Last week I went to the Adelaide wine industry expo, which basically consisted of a bunch of little booths, large machinery, and lots of wine industry people gathered to talk shop and sell things. Much of it was centered on the technical side of making and growing grapes, which is all a bit over my head, though there was a neat kit of little chemicals that simulated common wine flaws, which you could add to wine for staff training purposes. There was also a mechanical grape picker, which was easily as high as a small building. Apparently it's designed to be driven over the vines, so the empty space in the middle of the machine is at least 7 feet high, with big wheels and picker-thingies on either side (note my technical language).
Another item on display was the zork. Currently, there are two main ways to stop up a bottle of wine. One is the cork, and the other is the screw cap, or 'stelvin enclosure.' Corks, while traditional, are increasingly expensive and can possibly ruin the wine, either through oxidation (letting in too much air) or cork taint (average cork failure rate is estimated to be around 8%). Screw caps are cheaper and cannot 'fail' like corks, but some people argue that they do their job too well, and don't allow for the wine to 'breath' the way corks do, i.e., don't allow for a low level of oxidation, which many think necessary for a wine to mature. This isn't a big deal if you plan on drinking your wine within a couple of months, but it may make a difference if you plan to cellar your wine for 5-10 years. So, enter the zork. The zork is a resealable plastic closure with a tiny channel that allows for a very low level of oxidation.
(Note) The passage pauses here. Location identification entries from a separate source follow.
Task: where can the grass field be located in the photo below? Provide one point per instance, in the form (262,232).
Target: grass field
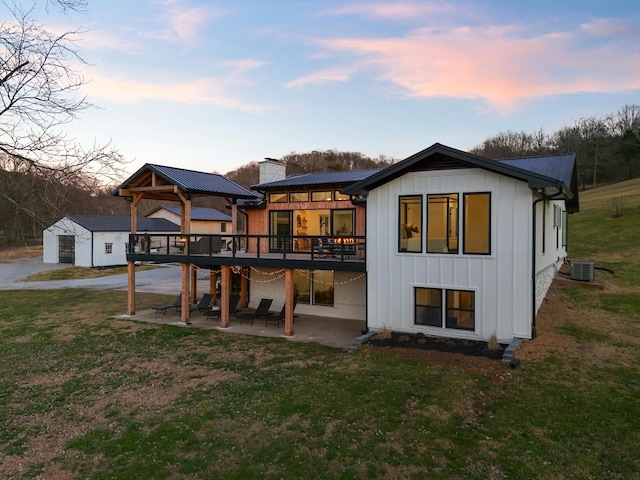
(84,395)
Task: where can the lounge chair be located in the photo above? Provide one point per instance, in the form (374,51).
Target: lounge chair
(261,311)
(177,304)
(279,317)
(215,311)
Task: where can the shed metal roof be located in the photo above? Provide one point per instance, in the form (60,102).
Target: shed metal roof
(317,179)
(197,213)
(190,181)
(97,223)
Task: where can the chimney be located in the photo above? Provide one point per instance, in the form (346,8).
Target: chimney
(271,170)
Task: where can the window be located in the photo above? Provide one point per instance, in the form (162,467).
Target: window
(314,287)
(342,222)
(410,224)
(460,308)
(429,307)
(280,225)
(321,196)
(477,223)
(442,223)
(299,197)
(277,198)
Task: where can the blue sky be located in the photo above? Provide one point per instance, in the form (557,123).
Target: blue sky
(213,85)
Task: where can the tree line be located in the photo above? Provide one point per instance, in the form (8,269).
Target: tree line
(607,147)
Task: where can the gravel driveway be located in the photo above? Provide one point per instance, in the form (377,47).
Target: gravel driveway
(165,279)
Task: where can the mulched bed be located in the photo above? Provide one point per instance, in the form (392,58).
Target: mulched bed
(449,345)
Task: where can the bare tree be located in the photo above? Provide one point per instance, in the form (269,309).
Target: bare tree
(39,98)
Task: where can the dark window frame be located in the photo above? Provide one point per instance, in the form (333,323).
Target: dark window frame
(402,214)
(464,224)
(445,317)
(455,251)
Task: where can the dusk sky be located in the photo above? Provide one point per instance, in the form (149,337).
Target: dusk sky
(213,85)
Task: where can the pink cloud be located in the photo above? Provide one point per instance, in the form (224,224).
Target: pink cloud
(490,64)
(394,10)
(322,77)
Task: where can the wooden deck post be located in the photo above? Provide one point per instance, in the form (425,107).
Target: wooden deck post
(131,288)
(213,285)
(288,296)
(224,297)
(244,290)
(194,284)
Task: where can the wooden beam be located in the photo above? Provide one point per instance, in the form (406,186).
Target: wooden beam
(131,288)
(244,288)
(224,297)
(194,284)
(288,300)
(184,312)
(213,285)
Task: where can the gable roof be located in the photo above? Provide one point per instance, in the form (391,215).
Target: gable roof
(97,223)
(439,156)
(188,181)
(562,167)
(197,213)
(317,179)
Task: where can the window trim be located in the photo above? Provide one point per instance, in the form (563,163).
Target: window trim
(291,200)
(447,252)
(444,308)
(464,224)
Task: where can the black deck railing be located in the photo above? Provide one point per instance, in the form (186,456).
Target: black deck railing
(343,248)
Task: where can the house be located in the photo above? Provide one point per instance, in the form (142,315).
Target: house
(308,214)
(96,241)
(443,243)
(462,246)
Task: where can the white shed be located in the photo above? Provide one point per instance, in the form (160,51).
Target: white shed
(96,241)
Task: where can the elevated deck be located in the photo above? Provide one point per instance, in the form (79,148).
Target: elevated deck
(206,251)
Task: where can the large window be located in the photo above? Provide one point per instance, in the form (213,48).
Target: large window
(477,223)
(410,224)
(442,223)
(459,313)
(314,287)
(280,230)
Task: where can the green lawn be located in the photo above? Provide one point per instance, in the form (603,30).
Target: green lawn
(84,395)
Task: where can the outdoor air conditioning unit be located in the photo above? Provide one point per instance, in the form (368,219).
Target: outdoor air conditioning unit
(583,271)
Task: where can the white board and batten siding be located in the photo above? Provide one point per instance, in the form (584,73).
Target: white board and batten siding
(502,281)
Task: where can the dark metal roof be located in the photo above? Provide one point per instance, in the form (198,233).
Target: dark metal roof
(96,223)
(197,213)
(441,154)
(554,166)
(190,181)
(317,179)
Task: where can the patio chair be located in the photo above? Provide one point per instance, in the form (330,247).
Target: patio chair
(177,304)
(280,317)
(211,312)
(261,311)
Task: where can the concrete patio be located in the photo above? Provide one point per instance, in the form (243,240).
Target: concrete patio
(334,332)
Its design combines the best of both worlds: it lets the wine mature but won't taint the wine. The down side? It's butt-ugly. It looks like a plastic blob is eating your bottle of wine. It's clunky and recalls a nalgene bottle, not elegance.
The problem is the zork designers forgot to ask themselves the first question in creating a product: is there a market for my product?
The answer is, well, no. According to statistics, 80% of wine is drunk on the day it's purchased, and I imagine that most of the remaining 20% is drunk not much later. Thus for the vast majority of wines, ageing isn't really an issue. And the stelvin, which is cheap, attractive, and environmentally friendly, does just fine. Wines that people want to keep around for a couple of years tend to be at the premium end of the scale (i.e. more than $20 a bottle). Wine makers at that end can afford to pay for high quality cork, which has a much lower failure rate (around 1-2%) than cheaper cork, which really pretty much solves the cork problem. Moreover, when people are paying that much a bottle, they generally want their wine to look sophisticated, not like film cannister died on top of it. If your wine costs $50 but the bottle looks like something people would be embarrassed to order in a nice restaurant, there's a bit of a problem. In fact, people buying a luxury product generally demand that the product doesn't look like the manufacturers cut corners in a rather obvious way. Not to mention wine afficianadoes tend to be into the 'tradition' of wine drinking, for whom popping the cork is an important part of the whole experience.
There may be a market for wealthy, outdoorsy gen-Xers who get into the whole design element, but that's a bit of a niche market.